Underwood echoed Hymes’ remarks, adding it is important to set a good example for future leaders and candidates.
“Being brave and bold in our debate and decision making should not be viciously attacked or subject to a recall demanded by a small but vocal minority,” Underwood said. “The work I’ve carried out alongside my fellow council members is far greater and more substantive than the issues I’m being attacked for.”
Although no one was willing to run for the replacement seats of the two councilwomen, plenty of people stepped up to run for other offices.
- Eagle Town Council has three open seats with seven candidates to choose from.
- Vail Town Council has four open seats and 10 candidates to choose from.
- All of the seats for the Eagle County School District Re-50J are contested, as are the Roaring Fork School District seats and the West Grand School District #1-JT, which has five open seats and nine candidates.
Voters will also decide on several tax increases, most of which are proposed to help with what officials call “affordable housing,” which some define as taxpayer-subsidized housing.
Vail is asking for a 0.5 percent increase to non-food sales taxes to fun housing initiatives, developments and programs. It would raise an estimated $4.3 million in the first year and includes language that sets aside any limits under the Taxpayer Bill of Rights.
Avon is asking for $1.5 million the first year and an unspecified amount every year after with a 2 percent tax on short-term rentals within the town limits. The tax increase would ‘fund community housing,’ according to the ballot language.

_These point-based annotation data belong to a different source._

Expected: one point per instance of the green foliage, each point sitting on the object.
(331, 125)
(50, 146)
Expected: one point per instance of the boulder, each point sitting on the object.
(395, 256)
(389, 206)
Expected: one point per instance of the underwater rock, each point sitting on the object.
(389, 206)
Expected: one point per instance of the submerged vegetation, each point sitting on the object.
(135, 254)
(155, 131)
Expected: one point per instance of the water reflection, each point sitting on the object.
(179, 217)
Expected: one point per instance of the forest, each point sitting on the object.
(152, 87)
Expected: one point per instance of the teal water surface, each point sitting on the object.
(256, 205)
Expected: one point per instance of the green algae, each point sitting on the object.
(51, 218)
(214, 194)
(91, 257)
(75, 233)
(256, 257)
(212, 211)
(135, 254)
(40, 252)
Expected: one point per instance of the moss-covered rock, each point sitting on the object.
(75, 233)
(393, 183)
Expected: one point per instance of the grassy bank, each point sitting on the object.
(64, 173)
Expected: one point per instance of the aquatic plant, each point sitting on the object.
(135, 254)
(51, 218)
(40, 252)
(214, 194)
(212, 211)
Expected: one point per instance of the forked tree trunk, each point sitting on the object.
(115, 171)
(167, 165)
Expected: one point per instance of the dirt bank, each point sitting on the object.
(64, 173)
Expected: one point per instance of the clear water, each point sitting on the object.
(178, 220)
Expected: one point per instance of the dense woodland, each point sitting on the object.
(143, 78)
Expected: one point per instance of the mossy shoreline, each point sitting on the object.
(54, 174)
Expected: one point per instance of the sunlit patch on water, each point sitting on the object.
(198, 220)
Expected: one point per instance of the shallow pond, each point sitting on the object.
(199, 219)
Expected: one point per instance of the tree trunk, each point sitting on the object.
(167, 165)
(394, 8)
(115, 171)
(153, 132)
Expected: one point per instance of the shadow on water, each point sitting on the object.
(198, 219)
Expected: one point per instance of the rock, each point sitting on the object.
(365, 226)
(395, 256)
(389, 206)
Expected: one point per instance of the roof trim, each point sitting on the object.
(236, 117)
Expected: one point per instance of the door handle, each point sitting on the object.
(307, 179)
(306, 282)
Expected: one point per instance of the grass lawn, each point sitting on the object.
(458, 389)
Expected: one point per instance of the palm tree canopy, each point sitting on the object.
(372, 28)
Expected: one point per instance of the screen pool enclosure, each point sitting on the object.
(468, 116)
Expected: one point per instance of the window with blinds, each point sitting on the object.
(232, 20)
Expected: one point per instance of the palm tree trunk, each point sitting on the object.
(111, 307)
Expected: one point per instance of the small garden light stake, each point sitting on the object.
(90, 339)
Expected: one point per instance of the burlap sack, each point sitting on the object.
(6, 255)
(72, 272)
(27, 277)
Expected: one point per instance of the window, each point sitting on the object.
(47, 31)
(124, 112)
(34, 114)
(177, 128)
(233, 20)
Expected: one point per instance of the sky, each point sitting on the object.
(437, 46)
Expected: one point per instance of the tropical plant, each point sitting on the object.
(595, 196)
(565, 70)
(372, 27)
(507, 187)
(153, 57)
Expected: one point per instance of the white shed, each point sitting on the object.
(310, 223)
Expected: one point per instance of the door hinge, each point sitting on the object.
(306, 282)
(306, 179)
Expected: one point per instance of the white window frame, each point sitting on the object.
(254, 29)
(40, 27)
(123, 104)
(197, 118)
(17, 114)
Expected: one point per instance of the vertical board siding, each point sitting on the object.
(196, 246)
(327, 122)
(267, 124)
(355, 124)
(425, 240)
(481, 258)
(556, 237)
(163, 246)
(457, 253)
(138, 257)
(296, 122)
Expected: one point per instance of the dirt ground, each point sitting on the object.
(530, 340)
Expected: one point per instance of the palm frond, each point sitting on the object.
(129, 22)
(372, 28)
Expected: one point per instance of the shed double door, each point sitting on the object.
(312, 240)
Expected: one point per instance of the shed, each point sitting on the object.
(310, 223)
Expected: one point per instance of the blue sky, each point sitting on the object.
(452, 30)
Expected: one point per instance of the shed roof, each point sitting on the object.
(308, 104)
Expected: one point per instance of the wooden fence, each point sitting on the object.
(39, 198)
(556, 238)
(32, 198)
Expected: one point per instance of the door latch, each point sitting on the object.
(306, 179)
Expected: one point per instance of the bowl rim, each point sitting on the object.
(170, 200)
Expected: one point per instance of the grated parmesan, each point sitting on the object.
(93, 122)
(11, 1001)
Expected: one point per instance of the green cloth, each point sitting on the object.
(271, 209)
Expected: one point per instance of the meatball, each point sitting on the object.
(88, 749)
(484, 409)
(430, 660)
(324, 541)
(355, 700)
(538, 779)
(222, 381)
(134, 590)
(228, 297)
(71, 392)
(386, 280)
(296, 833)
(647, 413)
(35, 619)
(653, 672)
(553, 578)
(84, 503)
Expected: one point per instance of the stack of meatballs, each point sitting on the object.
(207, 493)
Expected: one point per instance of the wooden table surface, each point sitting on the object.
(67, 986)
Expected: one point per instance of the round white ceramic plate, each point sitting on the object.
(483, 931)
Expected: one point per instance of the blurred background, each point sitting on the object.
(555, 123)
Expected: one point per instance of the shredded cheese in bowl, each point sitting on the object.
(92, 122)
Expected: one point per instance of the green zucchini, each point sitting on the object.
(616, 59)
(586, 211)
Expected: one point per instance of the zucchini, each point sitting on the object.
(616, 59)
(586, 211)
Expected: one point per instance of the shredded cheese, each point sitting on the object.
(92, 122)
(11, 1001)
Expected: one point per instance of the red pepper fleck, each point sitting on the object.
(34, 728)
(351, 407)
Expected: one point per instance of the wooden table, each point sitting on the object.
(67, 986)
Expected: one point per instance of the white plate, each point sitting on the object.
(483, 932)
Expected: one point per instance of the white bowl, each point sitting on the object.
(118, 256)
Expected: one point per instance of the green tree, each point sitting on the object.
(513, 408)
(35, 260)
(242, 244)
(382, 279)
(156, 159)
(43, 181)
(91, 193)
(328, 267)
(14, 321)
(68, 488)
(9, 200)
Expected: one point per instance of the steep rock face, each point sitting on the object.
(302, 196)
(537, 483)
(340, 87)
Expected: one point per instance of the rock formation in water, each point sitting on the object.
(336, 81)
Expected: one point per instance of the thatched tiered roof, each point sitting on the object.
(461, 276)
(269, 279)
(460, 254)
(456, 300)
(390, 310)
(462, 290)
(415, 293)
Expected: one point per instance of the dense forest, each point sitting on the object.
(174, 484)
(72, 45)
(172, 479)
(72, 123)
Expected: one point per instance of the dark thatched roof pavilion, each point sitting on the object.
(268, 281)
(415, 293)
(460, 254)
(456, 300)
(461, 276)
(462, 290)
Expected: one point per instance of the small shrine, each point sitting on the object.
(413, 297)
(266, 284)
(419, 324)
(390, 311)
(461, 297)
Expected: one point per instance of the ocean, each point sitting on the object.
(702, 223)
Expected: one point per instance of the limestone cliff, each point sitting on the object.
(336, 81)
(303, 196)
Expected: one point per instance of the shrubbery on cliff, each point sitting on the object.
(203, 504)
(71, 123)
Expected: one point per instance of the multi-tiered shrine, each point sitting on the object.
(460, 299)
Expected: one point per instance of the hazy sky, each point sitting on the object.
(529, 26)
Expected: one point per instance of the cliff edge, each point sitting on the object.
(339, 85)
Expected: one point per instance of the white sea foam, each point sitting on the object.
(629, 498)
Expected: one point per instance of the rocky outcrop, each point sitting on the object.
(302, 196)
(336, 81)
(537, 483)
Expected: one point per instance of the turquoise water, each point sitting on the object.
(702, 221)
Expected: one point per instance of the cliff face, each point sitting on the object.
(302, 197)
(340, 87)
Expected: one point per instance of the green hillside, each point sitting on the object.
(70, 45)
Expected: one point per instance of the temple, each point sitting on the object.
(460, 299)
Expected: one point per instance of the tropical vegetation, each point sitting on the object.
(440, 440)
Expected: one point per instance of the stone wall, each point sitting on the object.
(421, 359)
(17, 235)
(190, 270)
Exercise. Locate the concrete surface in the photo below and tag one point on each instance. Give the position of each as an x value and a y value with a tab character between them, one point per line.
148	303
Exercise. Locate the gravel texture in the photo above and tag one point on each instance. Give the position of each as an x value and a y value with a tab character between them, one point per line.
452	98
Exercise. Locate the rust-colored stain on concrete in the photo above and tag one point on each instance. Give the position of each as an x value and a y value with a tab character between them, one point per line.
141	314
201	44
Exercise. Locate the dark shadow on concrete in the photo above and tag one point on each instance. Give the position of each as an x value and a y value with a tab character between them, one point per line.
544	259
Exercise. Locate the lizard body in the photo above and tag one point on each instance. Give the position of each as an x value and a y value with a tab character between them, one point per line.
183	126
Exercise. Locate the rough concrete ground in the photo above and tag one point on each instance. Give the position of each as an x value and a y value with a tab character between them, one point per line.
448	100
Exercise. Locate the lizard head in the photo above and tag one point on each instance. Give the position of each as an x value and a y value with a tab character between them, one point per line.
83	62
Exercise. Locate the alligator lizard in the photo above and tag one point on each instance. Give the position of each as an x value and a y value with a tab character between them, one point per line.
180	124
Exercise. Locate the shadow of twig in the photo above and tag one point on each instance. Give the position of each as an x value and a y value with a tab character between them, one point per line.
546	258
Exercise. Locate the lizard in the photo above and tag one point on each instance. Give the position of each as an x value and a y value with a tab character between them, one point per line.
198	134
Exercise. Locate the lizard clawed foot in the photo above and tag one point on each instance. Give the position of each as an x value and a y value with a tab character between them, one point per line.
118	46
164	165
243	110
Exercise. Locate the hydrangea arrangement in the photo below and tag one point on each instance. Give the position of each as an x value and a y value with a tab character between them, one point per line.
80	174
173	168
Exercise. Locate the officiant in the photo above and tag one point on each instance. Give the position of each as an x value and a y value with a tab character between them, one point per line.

Basalt is asking for an extension of an existing tax to borrow $18 million in bonds for construction, repair, and improvement of the Basalt Forward Program, which includes “affordable housing,” street and sidewalk improvements, and “green” projects such as solar development and vehicle charging stations.
Basalt’s ballot question starts off with “Without imposing any new tax.” However, the new debt would be paid for by extending previous tax increases that would expire at some point in the future if this initiative failed. Therefore, taxpayers are actually getting an increase in taxes by continuing bond elections from 2001 and 2013.
The West Grand School District #1-JT Ballot Issue 5A would increase property taxes by a minimum of $550,000 per year through a new mill levy override to be used on school security improvements, maintenance, technology, recruiting new teachers, training and retention of new teachers, among other things. It also asks voters to set aside any revenue or expenditure limits under the Taxpayer’s Bill of Rights, or TABOR, meaning the district could keep all money collected in perpetuity without ever having to go back to voters for approval to retain excess revenue.
The Roaring Fork School District is asking for a mill levy override that would generate a maximum of $7.7 million in the first year and an amount adjusted for inflation each year after for increasing teacher salaries and student, teacher and staff retention and recruitment.
The Mountain Recreation Metropolitan District is asking to increase taxes by nearly $4 million per year through a mill levy override for renovating and expanding recreation facilities in Edwards, Eagle and Gypsum, among other recreational improvements. It also asks voters to set aside any revenue or expenditure limits under TABOR.
Finally, the Downtown Development Authority for the Town of Eagle is asking for $27 million to finance development and redevelopment projects undertaken by the authority. It also asks voters to set aside revenue limits under TABOR.
At the county-level, voters will also decide whether to allow Eagle County Commissioners to hold office for three consecutive terms instead of the current two.